For weeks now I've been hoping to find cuckoo but he was elusive. Today, I heard a cuckoo in the direction of Warriner's Wood so was off in pursuit. He was somewhere high in the green of larch trees. I always have binoculars but today I'd forgotten them.
'He was, as the cuckoo is in June,
Heard, not regarded'
King Richard II made himself too familiar, says Henry Bolingbroke, his cousin who deposed him.
To me, hearing a cuckoo is become so special I have to follow it, back and forth over Helsington Barrows with interludes to admire drifts of cowslip and early purple orchid.
And I pick up the call later as I come off Scout Scar. A walker asks me directions so I tell him and add that he may hear a cuckoo on his way. 'What does that sound like?' he enquires. I thought he was joking but he was not. How could a middle-aged walker not even know the call of a cuckoo.

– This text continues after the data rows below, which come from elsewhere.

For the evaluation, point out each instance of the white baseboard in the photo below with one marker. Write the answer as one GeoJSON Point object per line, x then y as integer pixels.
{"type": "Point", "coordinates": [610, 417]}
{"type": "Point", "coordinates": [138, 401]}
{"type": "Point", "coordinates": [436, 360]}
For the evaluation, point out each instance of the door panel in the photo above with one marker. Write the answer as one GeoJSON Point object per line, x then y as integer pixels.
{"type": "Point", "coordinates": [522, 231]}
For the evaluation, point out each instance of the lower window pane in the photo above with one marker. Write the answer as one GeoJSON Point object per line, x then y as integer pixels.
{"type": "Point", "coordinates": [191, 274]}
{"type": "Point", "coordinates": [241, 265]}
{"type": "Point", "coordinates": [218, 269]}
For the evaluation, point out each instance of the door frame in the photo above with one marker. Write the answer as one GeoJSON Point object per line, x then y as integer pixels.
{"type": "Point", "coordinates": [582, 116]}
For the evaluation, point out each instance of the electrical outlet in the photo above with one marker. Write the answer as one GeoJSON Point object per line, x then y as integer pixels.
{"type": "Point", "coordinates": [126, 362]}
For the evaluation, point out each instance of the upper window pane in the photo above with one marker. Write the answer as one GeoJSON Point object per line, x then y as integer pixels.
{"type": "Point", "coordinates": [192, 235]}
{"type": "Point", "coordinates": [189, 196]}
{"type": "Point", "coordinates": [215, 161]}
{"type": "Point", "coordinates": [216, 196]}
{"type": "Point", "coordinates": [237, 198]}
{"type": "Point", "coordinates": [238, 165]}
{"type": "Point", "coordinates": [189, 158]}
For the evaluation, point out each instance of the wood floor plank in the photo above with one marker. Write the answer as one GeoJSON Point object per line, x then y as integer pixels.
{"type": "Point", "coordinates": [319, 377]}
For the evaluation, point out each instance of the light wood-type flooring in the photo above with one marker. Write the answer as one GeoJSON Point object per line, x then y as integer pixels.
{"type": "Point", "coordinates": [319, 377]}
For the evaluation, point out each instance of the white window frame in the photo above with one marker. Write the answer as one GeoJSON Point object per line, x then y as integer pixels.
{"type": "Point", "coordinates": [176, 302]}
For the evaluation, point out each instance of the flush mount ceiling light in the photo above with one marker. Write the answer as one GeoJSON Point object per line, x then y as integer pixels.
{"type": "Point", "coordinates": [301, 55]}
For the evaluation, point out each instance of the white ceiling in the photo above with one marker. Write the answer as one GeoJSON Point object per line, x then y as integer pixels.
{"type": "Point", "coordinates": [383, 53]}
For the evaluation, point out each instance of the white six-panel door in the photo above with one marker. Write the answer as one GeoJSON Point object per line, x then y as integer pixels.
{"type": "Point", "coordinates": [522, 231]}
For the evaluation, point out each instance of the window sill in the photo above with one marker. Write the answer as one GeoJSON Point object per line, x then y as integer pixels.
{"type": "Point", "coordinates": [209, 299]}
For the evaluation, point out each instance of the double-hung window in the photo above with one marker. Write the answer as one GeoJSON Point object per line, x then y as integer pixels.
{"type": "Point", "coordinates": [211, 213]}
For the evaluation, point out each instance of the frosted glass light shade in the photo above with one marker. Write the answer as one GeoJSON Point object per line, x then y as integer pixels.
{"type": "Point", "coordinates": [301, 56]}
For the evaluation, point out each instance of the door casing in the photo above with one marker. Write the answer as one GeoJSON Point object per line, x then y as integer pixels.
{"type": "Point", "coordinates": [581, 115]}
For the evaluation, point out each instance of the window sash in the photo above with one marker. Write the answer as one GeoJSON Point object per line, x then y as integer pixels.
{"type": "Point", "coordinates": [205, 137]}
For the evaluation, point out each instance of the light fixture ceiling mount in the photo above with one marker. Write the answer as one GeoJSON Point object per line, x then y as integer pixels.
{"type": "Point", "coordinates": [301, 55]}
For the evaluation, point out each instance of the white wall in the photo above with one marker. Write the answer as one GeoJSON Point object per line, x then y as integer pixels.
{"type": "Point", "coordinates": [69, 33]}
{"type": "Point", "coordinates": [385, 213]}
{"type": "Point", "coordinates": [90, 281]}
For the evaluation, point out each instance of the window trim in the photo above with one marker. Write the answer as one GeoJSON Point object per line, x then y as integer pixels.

Tall larch trees hide the cuckoo well and he startles me when he calls from a tree close beside me, then flies off fast. Stealth is the keynote for cuckoo, a brood parasite for whom deception is essential. When I hear male cuckoo I look for a display post, the top of a dead tree. But this bird was canny and they're sharp-sighted. I snuk between larch trees in full May foliage and I could hear he was close but I couldn't see him until he flew. I pass a mature oak where once I stood hearing the gurgling of a female cuckoo above me unseen in thick foliage.
Hoary Rock Rose opens in the bright sun and this is the season of the flora of the cliff-edge. The flowers are distinctive in their rocky habitat and in their pallor. Common Rock Rose and Vetch flower too.